S: 18mi: 60 min run, followed by 10 sets of {1 min @ 10K race pace, 1 min jog recovery}, cooldown run to get to 13.75mi. Then another 4.4mi at about 7:10/mi pace to wrap up the workout

NECN television coverage of Gary Allen's run:



Summary after 9 weeks of training for Boston:
My graph

Monday, January 7, 2013

Week 15 Training Recap: Dec 31 2012 - Jan 06 2013

The themes this week were speed, and cold! 

First, the speed. I've been working on intervals for several weeks, so I thought it would be fun to try a classic New Year's Day 1 mile race - the Millennium Mile. This is a point to point downhill course, so it makes for a fast, fun ride! This is a very well run race, and I also relished the chance to run with my daughter who is herself a budding runner. I wasn't sure if I could break a 5:00 mile even in these fortunate circumstances - but I came close, finishing in 5:09 (net time). It felt like by the time I sorted my way through the field (after starting too far back), I saw a prominent 1/2 sign and another significant downhill slope. At that point without even glancing at my GPS watch I did consider the possibility of a sub 5:00 mile. I made a good effort at the end, passing a few guys that looked like they could be in my age group - and that was very fortunate because I placed second in the group!

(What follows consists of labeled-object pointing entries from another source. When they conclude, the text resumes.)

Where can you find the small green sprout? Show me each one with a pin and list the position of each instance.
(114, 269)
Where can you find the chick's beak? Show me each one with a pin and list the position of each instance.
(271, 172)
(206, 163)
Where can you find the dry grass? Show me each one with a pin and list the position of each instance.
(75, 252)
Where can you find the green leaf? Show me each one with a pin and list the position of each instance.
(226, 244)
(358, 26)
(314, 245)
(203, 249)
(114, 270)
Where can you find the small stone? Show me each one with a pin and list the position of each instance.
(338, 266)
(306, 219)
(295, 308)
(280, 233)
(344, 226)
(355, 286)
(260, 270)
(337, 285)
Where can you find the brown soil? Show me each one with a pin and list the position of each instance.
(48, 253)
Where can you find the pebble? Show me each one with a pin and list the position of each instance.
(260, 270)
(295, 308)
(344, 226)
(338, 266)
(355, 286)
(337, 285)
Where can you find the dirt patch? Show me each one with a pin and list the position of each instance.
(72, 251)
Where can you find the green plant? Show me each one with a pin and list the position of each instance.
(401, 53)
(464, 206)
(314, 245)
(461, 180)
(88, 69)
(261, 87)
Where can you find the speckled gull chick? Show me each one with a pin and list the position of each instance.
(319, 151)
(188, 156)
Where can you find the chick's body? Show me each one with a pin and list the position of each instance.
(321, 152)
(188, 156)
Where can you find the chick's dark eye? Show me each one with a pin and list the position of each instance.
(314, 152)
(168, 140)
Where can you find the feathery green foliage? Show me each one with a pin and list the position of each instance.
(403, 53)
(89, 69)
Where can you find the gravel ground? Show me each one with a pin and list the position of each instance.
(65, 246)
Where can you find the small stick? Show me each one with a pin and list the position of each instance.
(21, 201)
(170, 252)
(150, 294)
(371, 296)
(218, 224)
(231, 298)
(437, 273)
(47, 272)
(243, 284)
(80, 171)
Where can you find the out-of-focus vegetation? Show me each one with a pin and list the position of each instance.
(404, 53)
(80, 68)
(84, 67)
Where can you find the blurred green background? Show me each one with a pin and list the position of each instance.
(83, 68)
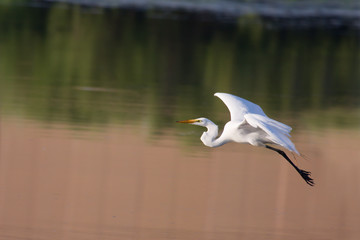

On saturday I also ran a 10K time trial in the middle of a 12mi training run. I was hoping I could run the 10K interval at a steady 6:20/mi pace but ended up with 6:34/mi average and with pace variation. I just wasn't feeling it from an energy perspective, thinking more about rest than the challenge of the workout. The rolling hills on this course ultimately got the best of me.

Wednesday and thursday brought the first really cold weather of the winter, with 6 degrees F and then 3 degrees for these workouts. Oh yeah, and these were conducted in pitch black pre-dawn hours! Thank goodness for headlamps, reflective gear and hand warmers! Thanks even more so for great training partners and friends like Joe Loureiro!